Synthetic Biologics reports that the University of California, Los Angeles (UCLA) School of Medicine (USA) has announced preliminary, positive top-line data from the phase II clinical trial evaluating Trimesta (oral estriol), an oral, once-daily treatment for relapsing-remitting multiple sclerosis in women. 

The phase II study, initiated and led by Rhonda Voskuhl, professor, Department of Neurology, Jack H Skirball chair in Multiple Sclerosis Research and director, Multiple Sclerosis Program at UCLA David Geffen School of Medicine, USA, demonstrated that Trimesta given with first-line relapsing-remitting multiple sclerosis therapy Copaxone (glatiramer acetate injection) resulted in reduced annualised relapse rate. It also yielded improved cognitive function at 12 months of treatment compared to placebo and Copaxone. Voskuhl presented the data at the 66th Annual Meeting of the American Academy of Neurology in Philadelphia, USA (26 April–3 May) as part of the Emerging Science Program.

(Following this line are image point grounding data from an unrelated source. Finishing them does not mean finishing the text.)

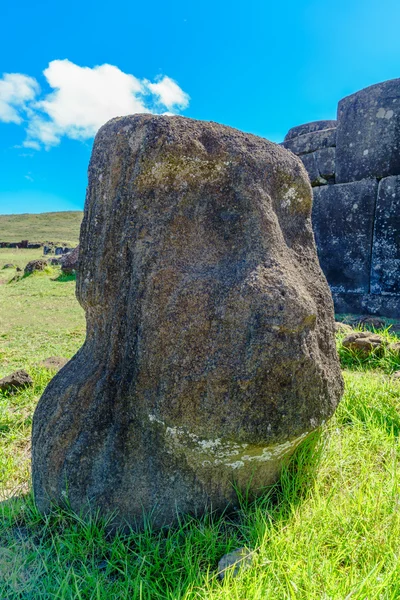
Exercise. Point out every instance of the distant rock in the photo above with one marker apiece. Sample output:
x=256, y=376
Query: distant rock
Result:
x=35, y=265
x=368, y=133
x=54, y=363
x=363, y=343
x=70, y=262
x=210, y=351
x=233, y=562
x=15, y=381
x=342, y=327
x=371, y=322
x=309, y=128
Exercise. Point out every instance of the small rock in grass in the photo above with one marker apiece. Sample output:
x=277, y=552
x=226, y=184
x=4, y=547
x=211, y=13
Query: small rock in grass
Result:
x=342, y=327
x=371, y=322
x=35, y=265
x=15, y=381
x=363, y=343
x=54, y=363
x=234, y=561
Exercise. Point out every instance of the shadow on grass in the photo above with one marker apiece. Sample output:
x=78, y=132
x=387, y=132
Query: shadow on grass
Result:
x=83, y=554
x=62, y=278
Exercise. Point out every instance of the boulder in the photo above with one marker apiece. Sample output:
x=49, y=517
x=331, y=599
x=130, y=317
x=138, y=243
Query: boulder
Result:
x=370, y=322
x=35, y=265
x=309, y=128
x=70, y=262
x=210, y=350
x=234, y=562
x=343, y=219
x=309, y=142
x=363, y=343
x=368, y=133
x=54, y=363
x=385, y=271
x=320, y=166
x=17, y=380
x=342, y=327
x=394, y=347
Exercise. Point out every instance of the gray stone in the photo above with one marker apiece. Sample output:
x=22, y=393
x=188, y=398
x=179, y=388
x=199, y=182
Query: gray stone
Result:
x=385, y=273
x=16, y=381
x=70, y=262
x=320, y=166
x=342, y=327
x=325, y=163
x=54, y=363
x=373, y=304
x=309, y=128
x=343, y=217
x=235, y=561
x=35, y=265
x=210, y=350
x=363, y=343
x=309, y=142
x=368, y=133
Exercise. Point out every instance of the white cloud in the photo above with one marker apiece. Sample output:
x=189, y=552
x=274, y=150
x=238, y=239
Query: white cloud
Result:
x=16, y=90
x=82, y=100
x=169, y=93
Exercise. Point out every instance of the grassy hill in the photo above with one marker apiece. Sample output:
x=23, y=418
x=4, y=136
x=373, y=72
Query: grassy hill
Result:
x=328, y=530
x=44, y=227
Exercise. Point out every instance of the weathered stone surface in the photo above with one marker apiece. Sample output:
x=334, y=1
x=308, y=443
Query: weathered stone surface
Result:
x=325, y=162
x=385, y=273
x=369, y=322
x=309, y=128
x=368, y=133
x=342, y=327
x=15, y=381
x=373, y=304
x=309, y=142
x=394, y=347
x=54, y=363
x=363, y=342
x=233, y=562
x=35, y=265
x=70, y=262
x=343, y=217
x=320, y=166
x=210, y=350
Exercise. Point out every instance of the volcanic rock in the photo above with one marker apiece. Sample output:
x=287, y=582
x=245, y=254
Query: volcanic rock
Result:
x=210, y=350
x=70, y=262
x=363, y=342
x=17, y=380
x=35, y=265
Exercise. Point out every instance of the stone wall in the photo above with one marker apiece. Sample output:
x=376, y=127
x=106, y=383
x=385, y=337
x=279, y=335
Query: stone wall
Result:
x=354, y=168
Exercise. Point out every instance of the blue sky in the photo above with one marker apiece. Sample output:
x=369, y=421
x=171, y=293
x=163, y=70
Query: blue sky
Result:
x=262, y=67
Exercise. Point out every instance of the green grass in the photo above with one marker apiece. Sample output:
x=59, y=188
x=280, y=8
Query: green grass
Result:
x=57, y=227
x=329, y=529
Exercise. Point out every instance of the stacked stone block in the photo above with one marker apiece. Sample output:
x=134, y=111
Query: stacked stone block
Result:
x=354, y=167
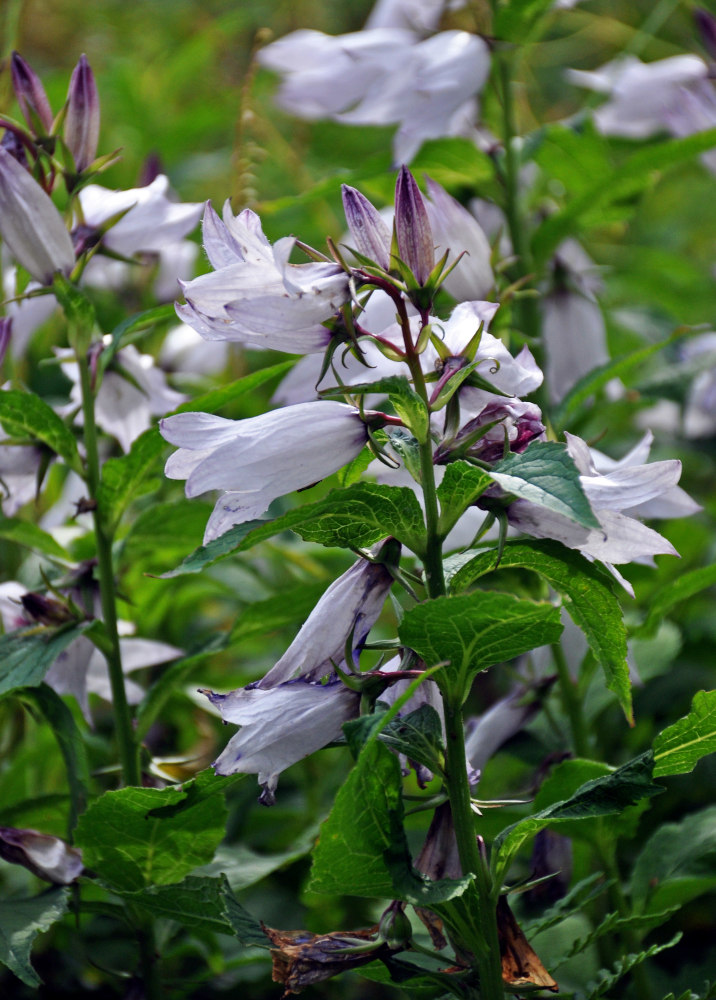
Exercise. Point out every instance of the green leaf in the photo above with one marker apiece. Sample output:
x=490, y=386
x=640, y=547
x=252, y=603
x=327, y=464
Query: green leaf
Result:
x=597, y=378
x=419, y=736
x=28, y=653
x=461, y=485
x=70, y=742
x=21, y=920
x=476, y=631
x=362, y=850
x=546, y=475
x=134, y=837
x=202, y=904
x=622, y=181
x=30, y=535
x=680, y=747
x=352, y=518
x=602, y=796
x=24, y=415
x=588, y=598
x=685, y=586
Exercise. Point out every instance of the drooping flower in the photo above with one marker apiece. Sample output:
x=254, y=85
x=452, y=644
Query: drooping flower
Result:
x=260, y=458
x=618, y=497
x=30, y=225
x=254, y=295
x=301, y=704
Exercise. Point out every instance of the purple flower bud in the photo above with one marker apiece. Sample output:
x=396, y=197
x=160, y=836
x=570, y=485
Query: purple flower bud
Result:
x=370, y=233
x=30, y=94
x=30, y=225
x=81, y=131
x=412, y=226
x=706, y=27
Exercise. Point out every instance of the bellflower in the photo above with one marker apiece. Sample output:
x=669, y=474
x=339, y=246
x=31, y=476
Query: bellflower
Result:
x=300, y=705
x=640, y=94
x=617, y=498
x=124, y=406
x=254, y=295
x=260, y=458
x=30, y=225
x=383, y=76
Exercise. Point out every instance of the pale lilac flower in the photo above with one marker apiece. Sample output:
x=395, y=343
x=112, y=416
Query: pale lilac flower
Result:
x=260, y=458
x=125, y=406
x=30, y=225
x=457, y=230
x=255, y=296
x=45, y=856
x=617, y=497
x=300, y=705
x=383, y=76
x=640, y=94
x=81, y=129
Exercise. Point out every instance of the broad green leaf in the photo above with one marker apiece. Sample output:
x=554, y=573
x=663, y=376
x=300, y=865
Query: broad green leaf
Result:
x=134, y=837
x=597, y=378
x=352, y=518
x=476, y=631
x=362, y=850
x=24, y=415
x=21, y=920
x=680, y=747
x=70, y=743
x=588, y=598
x=602, y=796
x=461, y=485
x=418, y=735
x=33, y=537
x=546, y=475
x=624, y=180
x=201, y=903
x=674, y=593
x=28, y=653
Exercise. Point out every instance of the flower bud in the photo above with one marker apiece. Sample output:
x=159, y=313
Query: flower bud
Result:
x=370, y=233
x=412, y=227
x=30, y=224
x=81, y=132
x=30, y=95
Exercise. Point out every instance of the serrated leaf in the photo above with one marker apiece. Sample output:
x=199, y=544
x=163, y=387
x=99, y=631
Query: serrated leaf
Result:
x=624, y=180
x=70, y=742
x=24, y=415
x=677, y=864
x=589, y=600
x=602, y=796
x=30, y=535
x=134, y=837
x=461, y=485
x=26, y=654
x=202, y=903
x=680, y=747
x=21, y=920
x=352, y=518
x=476, y=631
x=546, y=476
x=362, y=850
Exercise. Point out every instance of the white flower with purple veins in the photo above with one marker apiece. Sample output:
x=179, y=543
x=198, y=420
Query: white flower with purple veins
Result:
x=153, y=224
x=383, y=76
x=301, y=705
x=260, y=458
x=641, y=95
x=254, y=295
x=125, y=406
x=618, y=495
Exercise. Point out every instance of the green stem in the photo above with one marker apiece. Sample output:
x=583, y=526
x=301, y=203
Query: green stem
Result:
x=572, y=703
x=123, y=720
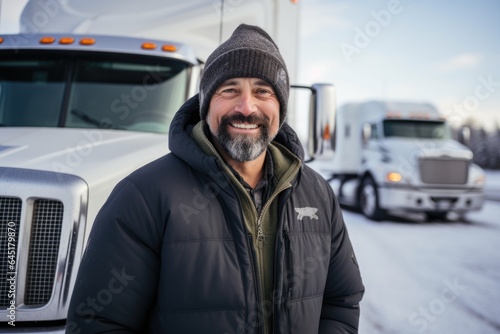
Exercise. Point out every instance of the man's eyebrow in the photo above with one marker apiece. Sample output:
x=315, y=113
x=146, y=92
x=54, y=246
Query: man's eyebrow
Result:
x=229, y=82
x=261, y=82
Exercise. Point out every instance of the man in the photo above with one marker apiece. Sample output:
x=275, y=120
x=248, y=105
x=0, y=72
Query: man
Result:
x=230, y=232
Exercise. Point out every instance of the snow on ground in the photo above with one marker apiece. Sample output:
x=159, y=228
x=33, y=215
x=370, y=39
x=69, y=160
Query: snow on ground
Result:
x=434, y=278
x=439, y=277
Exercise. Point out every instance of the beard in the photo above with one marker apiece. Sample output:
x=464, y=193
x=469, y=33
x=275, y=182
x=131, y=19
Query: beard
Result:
x=241, y=147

Voskuhl comments: “Pregnancy is known to be a period of relative protection from multiple sclerosis relapses, and the therapeutic effects of pregnancy hormones, including estriol, include both anti-inflammatory and neuroprotective mechanisms as evidenced in animal models of the disease. We are encouraged by the top-line results from this first randomised placebo-controlled trial evaluating oral estriol due to the positive impact of adjunctive therapy with estriol on the patients in this study. We look forward to continued clinical evaluation of estriol, which we believe has the potential to slow disease progression and improve quality of life for women with relapse-remitting multiple sclerosis.”

The trial randomised 158 women with relapsing-remitting multiple sclerosis at 16 sites across the USA. Among the results, women receiving Trimesta plus Copaxone demonstrated a statistically significant 47% decrease in annualised multiple sclerosis relapse rate in the first 12 months of treatment as compared to women receiving placebo plus Copaxone. In addition, a significant improvement in cognitive function was observed at 12 months as measured by Paced Auditory Serial Addition Test (PASAT) scores. After 24 months of treatment, the reduction in relapse rate persisted in favour of the Trimesta plus Copaxone treatment group compared to the Copaxone plus placebo group (32%). Both treatment groups exhibited improvement in measures of cognitive function at 24 months. Treatment was safe and well tolerated with no evidence of adverse effects on breast or uterus.

Voskuhl’s work is supported by grants exceeding US$8 million, which were awarded primarily by the National Multiple Sclerosis Society (NMSS) in partnership with the NMSS’s Southern California chapter, and the National Institutes of Health (NIH).